Ist Perfektionismus eine Krankheit?

Ob Perfektionismus eine Krankheit ist, ist eine schwer zu beantwortende Frage, bei der man sich nicht zu vorschnellen Urteilen verleiten lassen sollte.


Perfektion wird vom lateinischen Wort „perfektio“ abgeleitet, welches „Vollkommenheit“ bedeutet. Wenn man vor der Frage steht, ob Perfektionismus eine Krankheit ist, sollte man erst einmal klären, was Perfektion auszeichnet. Als Perfektion bezeichnet man das Anstreben eines Zustands, der sich nicht weiter verbessern lässt. Perfektion ist im Normalfall eine positive Eigenschaft, die man in allen Lebensbereichen anstreben kann, um seine Lebensumstände, Lebensgewohnheiten, seine Arbeitsbedingungen oder seine Gesundheit zu verbessern.

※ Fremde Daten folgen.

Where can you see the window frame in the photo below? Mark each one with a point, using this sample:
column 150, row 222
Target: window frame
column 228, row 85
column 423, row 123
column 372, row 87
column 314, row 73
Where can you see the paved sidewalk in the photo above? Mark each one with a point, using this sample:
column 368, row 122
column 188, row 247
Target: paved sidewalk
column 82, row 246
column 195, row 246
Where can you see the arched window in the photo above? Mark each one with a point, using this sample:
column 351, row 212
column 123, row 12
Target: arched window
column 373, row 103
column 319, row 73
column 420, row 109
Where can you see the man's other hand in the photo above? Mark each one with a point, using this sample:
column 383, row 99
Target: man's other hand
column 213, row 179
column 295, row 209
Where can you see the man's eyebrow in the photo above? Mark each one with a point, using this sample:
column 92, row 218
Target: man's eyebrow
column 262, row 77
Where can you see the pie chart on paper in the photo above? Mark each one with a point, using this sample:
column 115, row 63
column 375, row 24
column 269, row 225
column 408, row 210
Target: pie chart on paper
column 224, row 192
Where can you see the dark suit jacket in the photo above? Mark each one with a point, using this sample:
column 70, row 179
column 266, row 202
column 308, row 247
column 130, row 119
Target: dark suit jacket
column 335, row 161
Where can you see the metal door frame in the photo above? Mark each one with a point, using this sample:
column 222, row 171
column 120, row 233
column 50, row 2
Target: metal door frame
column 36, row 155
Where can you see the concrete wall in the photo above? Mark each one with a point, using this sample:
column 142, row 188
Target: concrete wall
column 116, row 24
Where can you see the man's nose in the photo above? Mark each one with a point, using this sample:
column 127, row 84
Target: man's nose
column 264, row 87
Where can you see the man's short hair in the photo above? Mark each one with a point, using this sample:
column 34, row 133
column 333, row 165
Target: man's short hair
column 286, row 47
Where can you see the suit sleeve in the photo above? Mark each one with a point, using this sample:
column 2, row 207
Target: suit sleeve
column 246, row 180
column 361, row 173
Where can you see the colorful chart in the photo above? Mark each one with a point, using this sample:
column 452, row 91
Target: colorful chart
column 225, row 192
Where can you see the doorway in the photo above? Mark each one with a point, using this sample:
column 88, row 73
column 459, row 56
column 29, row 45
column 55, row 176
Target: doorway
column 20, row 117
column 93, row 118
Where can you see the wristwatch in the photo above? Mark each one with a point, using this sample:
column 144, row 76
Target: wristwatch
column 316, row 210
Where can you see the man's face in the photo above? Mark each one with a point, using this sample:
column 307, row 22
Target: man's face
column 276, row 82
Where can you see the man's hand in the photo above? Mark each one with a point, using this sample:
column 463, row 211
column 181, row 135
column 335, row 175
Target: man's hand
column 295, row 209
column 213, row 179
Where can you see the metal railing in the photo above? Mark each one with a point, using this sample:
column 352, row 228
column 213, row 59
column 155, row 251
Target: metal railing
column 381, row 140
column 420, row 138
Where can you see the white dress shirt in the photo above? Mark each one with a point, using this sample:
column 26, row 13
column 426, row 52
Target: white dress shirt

Doch ab wann ist Perfektionismus eine Krankheit?
Als Krankheit bezeichnet man den Perfektionismus erst, wenn das ständige Streben nach Vollkommenheit zu zwanghaften Persönlichkeitsstörungen führt, die den Betroffenen durch seine selbstgesetzten übertrieben strengen Normen in seinem Alltagsleben behindert. Der Betroffene ist mit seinen eigenen Leistungen nie zufrieden und strebt ein Ideal an, das er niemals erreichen kann.

Wie erkennt man zwanghafte Persönlichkeitsstörungen?

Wenn Perfektionismus eine Krankheit wird, kann es zu Kontrollzwängen und Zwangshandlungen kommen. Der sogenannte Schönheitswahn, der Wahn ein Leben lang eine perfekte Figur oder ein jugendlich frisches Gesicht zu haben und sich dafür immer wieder gefährlichen Schönheitsoperationen zu unterziehen, ist eine Form davon, wenn Perfektionismus eine Krankheit wird.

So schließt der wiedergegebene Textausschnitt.